Os Bandeirantes
Ser ou não ser, eis a questão! Como dizia o outro… Ou então: pôr ou não pôr. Pôr ou não pôr uma bandeira Portuguesa pendurada na janela? Ora bem, eu não ponho. Não me irrita quem põe, se bem que alguns comentários ou algumas atitudes me façam alguma comichão no sistema nervoso.
Hoje em dia parece que ou estamos ou não estamos. Ou estamos com Portugal ou não estamos com Portugal. Ou pomos ou não pomos a bandeira. Ou vemos os jogos e gritamos sempre cantares de incentivo ou então não vemos os jogos e criticamos a selecção como um cão sarnento. Este extremar de posições é um pouco idiota, principalmente para um dos países em que os cidadãos menos se identificam com a entidade abstracta chamada pátria. Faz lembrar o outro: “Se não estão connosco estão com os terroristas”. O mister, que só veio cá ver a bola, lançou o repto patriótico. O povo aderiu e fez dos chineses um povo feliz, tal foi a impressão de bandeiras ilegais. Um tipo que se diz patriota e usa uma bandeira com pagodes chineses e canta “Dos teus herejos avós” em vez do erudito “egrégios”, não só me dá vontade de rir como me dá uma imensa pena. Eu sou um grande apaixonado pelo futebol, mas tenho o discernimento de distinguir um jogo de bola de uma batalha, de não confundir o Figo com o D. Afonso Henriques. Estas pessoas que consideram que quem critica a Selecção não é Português não estará com certeza a oxigenar o cérebro nas proporções devidas. Ser um apaixonado acrítico é, acima de tudo, um mau serviço a Portugal. Eu, exactamente por gostar de Portugal, crítico aquilo que julgo estar mal, tanto no futebol como em tudo o resto. Faço-o por amor, por julgar sempre que podemos ser melhores. Estas guerras patrióticas contra os críticos hereges (ou será herejos?) que se travam nos jornais é absurda, ridícula e perigosa.
Vi agora que o último defensor de um patriotismo incondicional foi o cada vez mais estapafúrdio Manuel Alegre. Como é que um homem que é de esquerda se deixou levar para os caminhos do populismo e do patriotismo rafeiro tão mais ao gosto de uma extrema-direita? Como é que um homem que se destacou exactamente pelo seu espírito crítico, pela sua luta por um Portugal diferente, pela sua crítica e intervenção, vem agora reclamar um estado vegetativo acrítico no que à Selecção Nacional diz respeito? E pior! Considerar um crítico um não Português!

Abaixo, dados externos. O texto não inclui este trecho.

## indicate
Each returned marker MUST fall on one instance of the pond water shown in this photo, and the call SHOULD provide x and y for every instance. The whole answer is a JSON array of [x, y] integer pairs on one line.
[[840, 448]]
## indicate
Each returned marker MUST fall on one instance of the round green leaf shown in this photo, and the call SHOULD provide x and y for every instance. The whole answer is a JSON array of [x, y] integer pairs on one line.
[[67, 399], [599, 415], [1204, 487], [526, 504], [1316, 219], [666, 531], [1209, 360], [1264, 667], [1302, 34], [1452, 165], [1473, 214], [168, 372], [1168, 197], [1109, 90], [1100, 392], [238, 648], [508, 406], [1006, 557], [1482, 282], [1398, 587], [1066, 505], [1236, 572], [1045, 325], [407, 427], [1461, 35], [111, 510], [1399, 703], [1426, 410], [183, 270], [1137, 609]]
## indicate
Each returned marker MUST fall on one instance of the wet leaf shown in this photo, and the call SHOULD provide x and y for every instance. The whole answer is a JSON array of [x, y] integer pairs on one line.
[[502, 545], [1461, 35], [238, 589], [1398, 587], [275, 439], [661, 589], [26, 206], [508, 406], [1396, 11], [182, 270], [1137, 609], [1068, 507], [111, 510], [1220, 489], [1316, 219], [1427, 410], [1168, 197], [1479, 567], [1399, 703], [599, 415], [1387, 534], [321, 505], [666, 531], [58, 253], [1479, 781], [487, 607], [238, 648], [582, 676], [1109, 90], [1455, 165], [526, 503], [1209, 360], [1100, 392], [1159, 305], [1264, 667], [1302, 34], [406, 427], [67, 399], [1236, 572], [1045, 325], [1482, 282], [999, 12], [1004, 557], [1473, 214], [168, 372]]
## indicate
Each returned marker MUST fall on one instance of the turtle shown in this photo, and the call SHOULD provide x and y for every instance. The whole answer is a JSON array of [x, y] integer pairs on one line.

É claro que daqui por um mês, qualquer que seja o resultado de Portugal no Mundial, toda a gente volta a usar expressões como “Isto só mesmo em Portugal” ou o depreciativo “É mesmo à Português”. Daqui por um mês já toda a gente volta a pensar em maneiras de fugir aos impostos, de arranjar baixas fraudulentas ou de safar multar, e volta-se à improdutividade voluntária, ao gasto inconsequente, ao despesismo, ao desrespeito das mais básicas leis cívicas ou ao simples ignorar do código da estrada. Onde está o patriotismo agora? Ou talvez, para um patriota das bandeiras, fugir aos impostos de bandeira às costas é um acto patriótico. Quem sabe… Pelo que tenho ouvido já nada me espanta.
Eu, cá por mim, continuarei a ter a minha forma de defender o meu país. Como um pai que ama um filho. Amá-lo e ajudá-lo a crescer, nem que para isso tenho que o castigar ou assumir uma posição mais dura. Ou então terei um filho mimado e mal criado. Penso que já fiz mais pelo meu país que muitos bandeirantes de ocasião. E sem vestir verde e vermelho. Sempre que vivi lá fora, sempre que viajei, levei um pouco do meu país. Dos costumes, da história, dos sabores, dos sons. Tive uma postura recta e coerente e esforcei-me por deixar uma imagem digna de mim e do meu país. Sem fanatismos, sem bandeira. Com atitudes, com palavras, com bom senso e com muito amor. Não fiz nada de mais. Muitos fizeram o mesmo, e muitos outros fizeram melhor. Mas fiz o que soube e o que pude. Agora, abandonar uma bandeira durante um mês numa varanda, ou sorrir aos passos em falso do meu país, quer seja em futebol quer seja noutra coisa qualquer, nunca será a minha maneira de amar o meu país. Respeito quem tem uma bandeira mas, por favor, não me chateiem!